Daveon’s Path of Flame and Pressure.

Daveon stood on a small circular platform, floating in the middle of a lava pit. Around him, others rose and fell with unstable timing.

He had no path.

The trial wasn’t about surviving the heat.

It was about navigating chaos.

He squinted at the shifting formations. There was a pattern. A rhythm. Every fourth platform held for an extra two seconds. Every sixth belched fire upward. He tracked the motion with his eyes, marking every movement.

He didn’t run.

He waited.

Then—

He moved.

He leapt forward—one platform, two, rolled over the third, slid beneath a burst of fire on the fourth.

He landed.

The crowd roared.

Then the pressure wave came—air collapsing in a violent gust.

He steadied himself with one palm against the platform’s edge.

“Not enough,” he growled.

The next platform was higher.

He built power into his core.

Flames raced up his spine, curling around his neck like a living scarf.

Then—explosion.

Boooom!!

He blasted himself into the air, rocketing over three platforms to land on one near the final exit.

He tumbled, rolled, and lay flat for a breath.

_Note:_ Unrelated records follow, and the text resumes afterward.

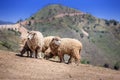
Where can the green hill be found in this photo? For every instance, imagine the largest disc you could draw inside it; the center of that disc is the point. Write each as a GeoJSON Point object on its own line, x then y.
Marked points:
{"type": "Point", "coordinates": [100, 37]}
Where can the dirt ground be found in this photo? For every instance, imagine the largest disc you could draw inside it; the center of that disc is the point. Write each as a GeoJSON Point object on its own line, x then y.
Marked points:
{"type": "Point", "coordinates": [14, 67]}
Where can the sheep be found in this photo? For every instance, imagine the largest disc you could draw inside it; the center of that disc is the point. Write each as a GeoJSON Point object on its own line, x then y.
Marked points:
{"type": "Point", "coordinates": [35, 42]}
{"type": "Point", "coordinates": [61, 46]}
{"type": "Point", "coordinates": [26, 49]}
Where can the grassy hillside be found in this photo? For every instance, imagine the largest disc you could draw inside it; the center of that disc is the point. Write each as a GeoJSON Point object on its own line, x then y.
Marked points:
{"type": "Point", "coordinates": [100, 38]}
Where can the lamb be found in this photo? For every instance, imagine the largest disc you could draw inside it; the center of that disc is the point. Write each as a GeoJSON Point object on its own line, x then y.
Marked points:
{"type": "Point", "coordinates": [47, 41]}
{"type": "Point", "coordinates": [69, 46]}
{"type": "Point", "coordinates": [26, 49]}
{"type": "Point", "coordinates": [35, 42]}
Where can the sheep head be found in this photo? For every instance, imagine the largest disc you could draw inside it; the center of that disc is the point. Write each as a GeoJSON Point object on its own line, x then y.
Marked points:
{"type": "Point", "coordinates": [55, 43]}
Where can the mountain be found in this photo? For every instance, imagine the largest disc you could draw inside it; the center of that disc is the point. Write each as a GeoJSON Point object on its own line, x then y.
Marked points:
{"type": "Point", "coordinates": [100, 37]}
{"type": "Point", "coordinates": [5, 22]}
{"type": "Point", "coordinates": [16, 67]}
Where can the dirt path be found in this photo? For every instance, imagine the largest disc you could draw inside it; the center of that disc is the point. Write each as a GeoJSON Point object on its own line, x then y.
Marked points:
{"type": "Point", "coordinates": [15, 67]}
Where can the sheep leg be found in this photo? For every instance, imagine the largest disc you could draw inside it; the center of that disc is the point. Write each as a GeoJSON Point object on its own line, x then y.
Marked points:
{"type": "Point", "coordinates": [31, 53]}
{"type": "Point", "coordinates": [77, 56]}
{"type": "Point", "coordinates": [60, 57]}
{"type": "Point", "coordinates": [70, 59]}
{"type": "Point", "coordinates": [36, 53]}
{"type": "Point", "coordinates": [23, 51]}
{"type": "Point", "coordinates": [27, 53]}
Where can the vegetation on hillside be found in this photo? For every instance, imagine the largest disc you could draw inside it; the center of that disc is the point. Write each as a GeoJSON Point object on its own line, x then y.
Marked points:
{"type": "Point", "coordinates": [100, 46]}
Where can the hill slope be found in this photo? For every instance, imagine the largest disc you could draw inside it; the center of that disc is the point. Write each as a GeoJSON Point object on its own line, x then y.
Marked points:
{"type": "Point", "coordinates": [5, 22]}
{"type": "Point", "coordinates": [100, 38]}
{"type": "Point", "coordinates": [15, 67]}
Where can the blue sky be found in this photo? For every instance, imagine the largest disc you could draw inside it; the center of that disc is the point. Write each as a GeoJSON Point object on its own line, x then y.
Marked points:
{"type": "Point", "coordinates": [13, 10]}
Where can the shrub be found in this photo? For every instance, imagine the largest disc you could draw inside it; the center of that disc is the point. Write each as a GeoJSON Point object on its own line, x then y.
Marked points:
{"type": "Point", "coordinates": [81, 35]}
{"type": "Point", "coordinates": [84, 61]}
{"type": "Point", "coordinates": [106, 65]}
{"type": "Point", "coordinates": [117, 66]}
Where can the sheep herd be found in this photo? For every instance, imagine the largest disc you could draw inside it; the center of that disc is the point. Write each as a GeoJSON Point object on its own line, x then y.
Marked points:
{"type": "Point", "coordinates": [51, 46]}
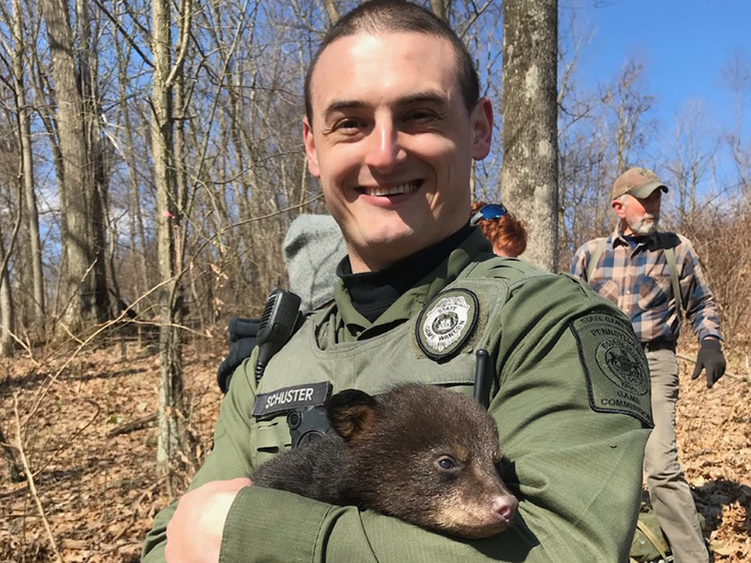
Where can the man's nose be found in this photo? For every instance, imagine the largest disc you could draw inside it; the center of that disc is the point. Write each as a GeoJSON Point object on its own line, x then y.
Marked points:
{"type": "Point", "coordinates": [385, 149]}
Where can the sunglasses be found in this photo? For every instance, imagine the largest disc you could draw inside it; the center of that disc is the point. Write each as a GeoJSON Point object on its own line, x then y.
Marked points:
{"type": "Point", "coordinates": [487, 212]}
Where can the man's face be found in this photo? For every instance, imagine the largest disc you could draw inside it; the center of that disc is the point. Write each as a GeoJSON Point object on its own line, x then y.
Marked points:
{"type": "Point", "coordinates": [392, 143]}
{"type": "Point", "coordinates": [639, 216]}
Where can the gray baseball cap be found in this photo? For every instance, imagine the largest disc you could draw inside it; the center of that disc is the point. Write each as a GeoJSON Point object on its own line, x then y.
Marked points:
{"type": "Point", "coordinates": [638, 182]}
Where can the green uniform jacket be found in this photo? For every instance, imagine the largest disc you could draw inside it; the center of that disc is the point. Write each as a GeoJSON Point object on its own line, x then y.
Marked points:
{"type": "Point", "coordinates": [571, 400]}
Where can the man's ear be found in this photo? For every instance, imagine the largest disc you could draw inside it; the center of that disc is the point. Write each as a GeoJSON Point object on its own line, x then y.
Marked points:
{"type": "Point", "coordinates": [310, 148]}
{"type": "Point", "coordinates": [351, 413]}
{"type": "Point", "coordinates": [617, 205]}
{"type": "Point", "coordinates": [482, 128]}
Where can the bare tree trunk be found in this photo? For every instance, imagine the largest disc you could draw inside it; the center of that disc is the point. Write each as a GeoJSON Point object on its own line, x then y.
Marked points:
{"type": "Point", "coordinates": [441, 8]}
{"type": "Point", "coordinates": [79, 282]}
{"type": "Point", "coordinates": [529, 179]}
{"type": "Point", "coordinates": [6, 305]}
{"type": "Point", "coordinates": [27, 173]}
{"type": "Point", "coordinates": [172, 416]}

“Okay,” he wheezed. “Maybe I overdid that one.”

But the next platform opened.

And he kept moving.

Above it all, the floating screens shimmered, the crowd growing louder with each passing moment.

But none of the students could hear it now.

They were too deep.

Too focused.

And in their own personal gauntlets of survival.

The Trial of Divergence was truly amazing.